Apparently, when The Poet went back inside, he heard Moody Musician screaming profanities.  When The Poet got to the top of the stairs, the night-time maintenance manager was standing in the hallway in response to Moody Musician's noise complaints.  And when The Poet went into the kitchen, he found a room full of naked people being cussed out by the Moody Musician in all of his angsty, unstable glory. 

Meanwhile, Bowie was still blasting from the stereo.  Everyone was avoiding eye contact with one another and Moody Musician was screaming at everyone in sight while the maintenance manager was sheepishly trying to diffuse the situation. 

And I was in a completely different part of town.  I can't help but be somewhat astonished at my ability to avoid that situation entirely. 

The novelty of living in an artist's community is slowly but surely wearing off.  I'm busy developing my next plan.  I'm not entirely sure what that plan will look like yet, but I don't think it will involve an old retirement home this time around.   

Thursday, June 2, 2011

Let's Talk About Texts, Baby

I woke up this morning to a strange text message from a friend informing me that I have super powers.  I wrote back and said something like "Haha, too bad I don't really have super powers."  I got a reply that said, "You really have super powers."  So I'm glad I have that cleared up. 
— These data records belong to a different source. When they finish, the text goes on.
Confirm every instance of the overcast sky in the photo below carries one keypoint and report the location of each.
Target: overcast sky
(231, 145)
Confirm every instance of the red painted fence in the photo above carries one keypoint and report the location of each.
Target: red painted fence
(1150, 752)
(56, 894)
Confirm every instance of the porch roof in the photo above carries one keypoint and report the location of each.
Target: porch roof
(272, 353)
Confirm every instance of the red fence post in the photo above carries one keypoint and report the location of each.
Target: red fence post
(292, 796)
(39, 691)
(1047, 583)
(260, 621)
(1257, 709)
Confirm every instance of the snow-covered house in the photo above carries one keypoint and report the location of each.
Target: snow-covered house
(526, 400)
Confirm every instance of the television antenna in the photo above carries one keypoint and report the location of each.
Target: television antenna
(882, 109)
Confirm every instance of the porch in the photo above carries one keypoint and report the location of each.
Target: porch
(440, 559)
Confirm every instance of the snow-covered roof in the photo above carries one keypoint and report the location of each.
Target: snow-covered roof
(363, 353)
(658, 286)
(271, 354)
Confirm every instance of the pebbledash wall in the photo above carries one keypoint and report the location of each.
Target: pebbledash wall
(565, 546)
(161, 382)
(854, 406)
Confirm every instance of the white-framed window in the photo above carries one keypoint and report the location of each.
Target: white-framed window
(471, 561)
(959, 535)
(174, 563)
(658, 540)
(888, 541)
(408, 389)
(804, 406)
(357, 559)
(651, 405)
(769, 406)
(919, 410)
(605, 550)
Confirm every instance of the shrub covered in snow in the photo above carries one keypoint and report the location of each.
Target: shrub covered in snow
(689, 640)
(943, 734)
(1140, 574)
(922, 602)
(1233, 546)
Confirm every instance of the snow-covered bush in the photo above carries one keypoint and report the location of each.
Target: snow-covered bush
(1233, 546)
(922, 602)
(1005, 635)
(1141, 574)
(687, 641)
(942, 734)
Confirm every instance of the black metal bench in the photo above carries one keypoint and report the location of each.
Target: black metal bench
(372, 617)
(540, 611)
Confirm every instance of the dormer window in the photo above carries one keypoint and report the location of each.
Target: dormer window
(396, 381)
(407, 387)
Yesterday morning, I woke up to a text message from my dad.  This message simply contained the first line of a very dumb joke:  "Two penguins walk into a bar..."  My dad recently learned to text.  I thoroughly enjoy his creative ways to say "hi" over text messaging, but waking up to a penguin joke at 9 a.m. cramps my Portlandia lifestyle.  But it did give me something to laugh about for the rest of the day, so I have no right to complain.

After all, I have experienced far worse offenses in the area of text messaging. 

This is the part of the show where I'm going to seem like a major bitch...but this guy just doesn't get the hint:

There are several things wrong with this picture:

1)  He was an acquaintance I had IN HIGH SCHOOL that popped out of the woodwork in October.  I hung out with him ONCE.  It was fun, but I was put off by the fact that he texted me five times a day after that.  So I casually quit responding.  I had no idea that by doing so, it would only make things worse.

2)  I do not know how to respond to a text message that says "hey."  If you're my best friend or something, you might be able to get away with it.  But if you're a guy I don't really know, you have to give me more to work with.  You need to at least pretend like you have something to say, even if you don't. 

3)  This person has texted me for a good SIX MONTHS without a reply.  It's a situation I really should have dealt with back in December because now it's just awkward. 

Isn't there an unspoken rule among boys that if a girl doesn't call you back after the second attempt to contact her, you need to move on?  Shouldn't that rule apply to text messaging too?

And then there's THIS trainwreck:

This one is a sad story.  I actually really liked this guy until he sent me an extremely tactless Facebook message in the middle of the night.  This message was sitcom-level bad.  It was just short of saying "I'm a total player...want to have sex?"  It was disappointing, but I deleted the message and moved on.  Of course, we live in a universe where there are about five different ways to contact a person.  So when picking me up on Facebook didn't work, he switched to text messaging. 

And for some reason, he thought it was cute to call me by some twisted version of my last name.  Pair that with a "whatup" and you have a bona fide trainwreck.  Newsflash:  I'M NOT YOUR BRO.  If you can't use my first name or be grammatically correct, you have no chance with me. 

Maybe I'm too picky and I'm destined to be that crazy lady with a bunch of cats and lawn gnomes.  But I think I would prefer cats and lawn gnomes to a boy who doesn't understand text message ettiquette. 

In other news, my phone just dinged.  I got a text message from my dad.  It reads "I like turtles."  Definitely the best text I've gotten all day.  Even better than "You really have super powers." 

Text messaging makes the world a weird place sometimes.  But I don't think I'd have it any other way.